Faré fahree@gmail.com writes:
Bad reasons to split:
- ease of browsing? Nope, it's harder when split.
You have to search for text in all files, lookup an index to see the order (that does matter).
- speed of compiling? Nope, for hours of maintenance, you only get a few
fractions of a second of speedup in the rare case that you only make a simple change to a file that leaves all APIs untouched. And only on a few implementations where you can somehow achieve separate compilation through ad-hoc non-portable scripts. Full build takes a fraction of a second MORE time, not less time, when you first have to concatenate all the subfiles, anyway, because in the end, the reason we put it all into asdf.lisp is because it was all necessary to bootstrap ASDF.

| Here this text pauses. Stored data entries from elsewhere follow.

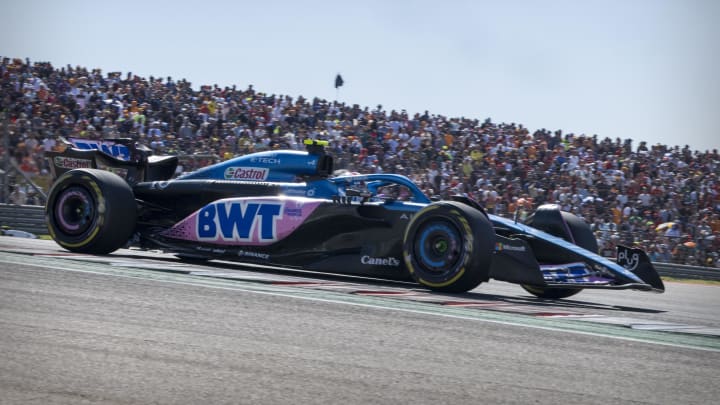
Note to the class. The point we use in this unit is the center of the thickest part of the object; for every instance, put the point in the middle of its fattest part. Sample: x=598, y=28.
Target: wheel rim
x=439, y=247
x=75, y=211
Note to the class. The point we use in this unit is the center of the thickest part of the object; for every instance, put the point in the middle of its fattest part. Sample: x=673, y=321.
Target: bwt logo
x=238, y=221
x=119, y=151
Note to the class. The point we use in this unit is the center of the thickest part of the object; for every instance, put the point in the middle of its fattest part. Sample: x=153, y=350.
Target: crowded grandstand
x=664, y=199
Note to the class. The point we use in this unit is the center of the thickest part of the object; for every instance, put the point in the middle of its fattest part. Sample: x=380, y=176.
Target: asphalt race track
x=144, y=327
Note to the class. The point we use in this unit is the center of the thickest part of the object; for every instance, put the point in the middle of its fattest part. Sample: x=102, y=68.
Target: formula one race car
x=284, y=208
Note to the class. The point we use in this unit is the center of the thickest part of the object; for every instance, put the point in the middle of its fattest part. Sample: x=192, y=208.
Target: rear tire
x=91, y=211
x=569, y=227
x=448, y=247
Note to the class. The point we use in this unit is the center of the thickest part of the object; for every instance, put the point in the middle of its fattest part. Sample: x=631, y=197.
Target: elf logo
x=239, y=221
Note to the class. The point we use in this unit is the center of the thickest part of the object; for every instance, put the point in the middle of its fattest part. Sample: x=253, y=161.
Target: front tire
x=91, y=211
x=448, y=247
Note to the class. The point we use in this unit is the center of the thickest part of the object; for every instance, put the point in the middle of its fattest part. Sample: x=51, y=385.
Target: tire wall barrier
x=31, y=218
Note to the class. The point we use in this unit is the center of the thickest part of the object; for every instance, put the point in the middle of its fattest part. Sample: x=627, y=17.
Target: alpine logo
x=246, y=173
x=239, y=221
x=380, y=261
x=266, y=160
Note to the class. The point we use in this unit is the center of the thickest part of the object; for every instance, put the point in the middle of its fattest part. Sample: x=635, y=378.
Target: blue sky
x=641, y=69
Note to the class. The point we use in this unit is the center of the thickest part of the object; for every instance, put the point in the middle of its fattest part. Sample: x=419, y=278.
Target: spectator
x=624, y=192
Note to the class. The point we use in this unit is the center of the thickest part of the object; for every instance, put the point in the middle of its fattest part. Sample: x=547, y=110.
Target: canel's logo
x=628, y=259
x=380, y=261
x=239, y=221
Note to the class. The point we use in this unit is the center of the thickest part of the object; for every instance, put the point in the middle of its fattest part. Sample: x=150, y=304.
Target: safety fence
x=31, y=218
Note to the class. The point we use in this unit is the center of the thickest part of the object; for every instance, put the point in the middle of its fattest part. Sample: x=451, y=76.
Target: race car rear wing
x=140, y=165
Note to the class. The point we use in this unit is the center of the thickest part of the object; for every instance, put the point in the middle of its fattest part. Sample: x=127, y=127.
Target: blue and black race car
x=285, y=208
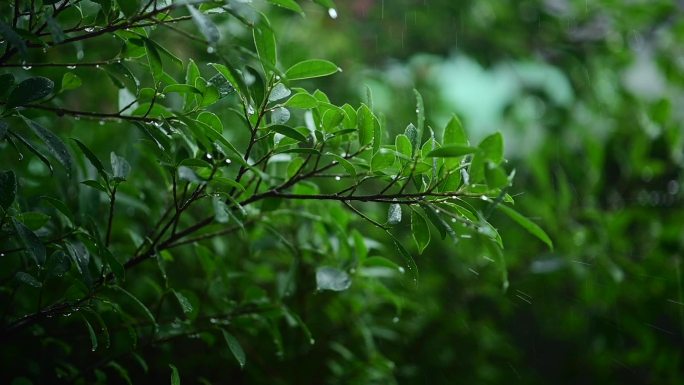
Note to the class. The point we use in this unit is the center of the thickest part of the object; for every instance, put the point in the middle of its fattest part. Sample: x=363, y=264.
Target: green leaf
x=205, y=25
x=313, y=68
x=55, y=29
x=366, y=125
x=114, y=265
x=420, y=230
x=492, y=148
x=154, y=60
x=220, y=210
x=91, y=158
x=27, y=279
x=454, y=133
x=175, y=377
x=8, y=188
x=218, y=181
x=265, y=43
x=451, y=151
x=91, y=333
x=13, y=38
x=181, y=89
x=6, y=84
x=96, y=185
x=394, y=214
x=129, y=7
x=302, y=100
x=30, y=241
x=233, y=77
x=527, y=224
x=420, y=112
x=382, y=161
x=30, y=90
x=289, y=132
x=54, y=144
x=408, y=260
x=70, y=81
x=211, y=120
x=120, y=167
x=288, y=4
x=137, y=302
x=411, y=133
x=235, y=348
x=403, y=145
x=330, y=278
x=347, y=165
x=183, y=301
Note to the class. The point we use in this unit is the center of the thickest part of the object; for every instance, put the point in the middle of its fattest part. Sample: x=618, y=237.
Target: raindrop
x=672, y=187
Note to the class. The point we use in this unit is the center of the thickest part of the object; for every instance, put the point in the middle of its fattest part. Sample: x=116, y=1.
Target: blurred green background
x=588, y=97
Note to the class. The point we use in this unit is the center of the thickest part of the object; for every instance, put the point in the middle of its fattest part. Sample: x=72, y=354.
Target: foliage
x=159, y=199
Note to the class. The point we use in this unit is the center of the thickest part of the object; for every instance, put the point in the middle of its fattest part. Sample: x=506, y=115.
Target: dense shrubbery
x=167, y=204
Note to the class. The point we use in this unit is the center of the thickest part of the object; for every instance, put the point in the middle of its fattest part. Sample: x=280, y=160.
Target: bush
x=227, y=213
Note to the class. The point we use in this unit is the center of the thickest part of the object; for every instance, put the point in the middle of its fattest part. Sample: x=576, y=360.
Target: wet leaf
x=8, y=188
x=311, y=69
x=235, y=348
x=30, y=90
x=527, y=224
x=330, y=278
x=30, y=241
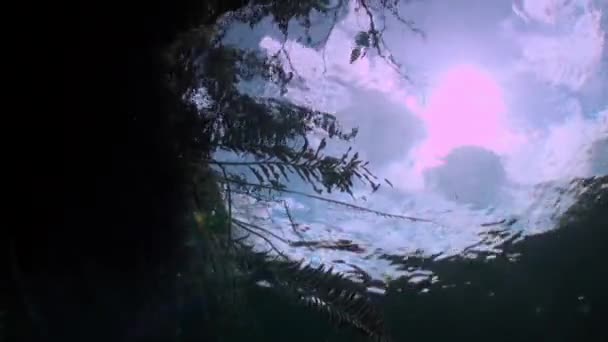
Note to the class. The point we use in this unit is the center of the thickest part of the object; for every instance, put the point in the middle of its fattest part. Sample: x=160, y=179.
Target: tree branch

- ease of maintenance? Nope, additional maintenance nightmare.
- ease of distribution? Nope, it's easier to distribute one Lisp file
than a directory of files.
- ease of deployment? Nope, it has to be loaded all at once,
and there's no portable way to concatenate FASLs.
- ease of bug tracking? Nope, it's easier to md5sum or diff one file
than to try to assert and maintain coherence between tens of files.
- smaller size? Nope, you only increase the total overhead,
and don't diminish the intrinsic complexity and size.
- more sizeable chunks? Nope, my screenful of emacs buffer remains
of the same size.
I'm sure we could figure out or imagine more reasons and non-reasons. But in the end, before you do such a sweeping change, can we have a rationale?
[ François-René ÐVB Rideau | Reflection&Cybernethics | http://fare.tunes.org ] Question: How many Intel/Microsoft executives does it take to screw in a light bulb?
Answer: None, they simply make darkness an industry standard.
Let's agree to split when it reaches half the max emacs buffer size.